Y è pi de ten que de via (There’s more time than life, in Patois dialect) is a research on the inextricable bond between man and nature in such a wild environment. Her somehow uncanny documentation brings us in a suspended time — a pure present — where for centuries man measured himself in relation to the unmeasurable, the age of mountains.
Greta takes us at the blurred border between civilization and wilderness, right in the center of Europe, where in her own words “in every street, in every house and office there is a reference to the most difficult mountain to reach, to the wolf which is often feared but also cared for, to the animals which are photographed daily but never approached to avoid contaminating their condition of freedom.”

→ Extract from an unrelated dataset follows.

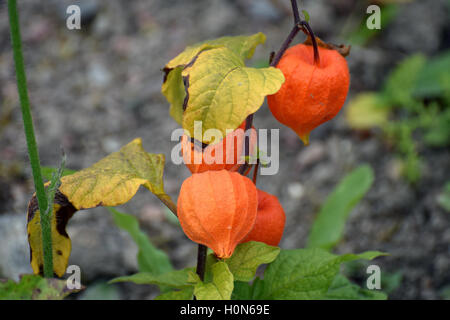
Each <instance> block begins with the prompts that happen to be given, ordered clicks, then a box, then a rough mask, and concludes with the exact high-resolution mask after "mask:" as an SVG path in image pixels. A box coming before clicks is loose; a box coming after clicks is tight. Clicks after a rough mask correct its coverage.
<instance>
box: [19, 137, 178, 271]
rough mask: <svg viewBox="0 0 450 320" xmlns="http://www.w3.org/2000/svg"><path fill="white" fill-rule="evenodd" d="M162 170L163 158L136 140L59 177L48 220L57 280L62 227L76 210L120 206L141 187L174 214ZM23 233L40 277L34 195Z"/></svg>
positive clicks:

She observed the work and offices of the Department of Flora and Fauna of Valle d’Aosta: “they allowed me to enter the offices where they work surrounded by animals that they found in the Valley (who died of natural causes) and then carefully stuffed. It seemed to me an interesting detail to try to highlight the concept of living with symbols that evoke nature, even when there is no life anymore.”
The work of care for the animal realm is documented following the work of a veterinarian of the CRAS (wildlife rescue center) that shared with Greta “how they try to educate and take care for animals without influencing their behavior and ensuring their reintegration into nature.”
There’s more time than life shares a story of delicate coexistence and of mutual understanding that might feel distant to our urbanized eye, and this is why we are drawn to it.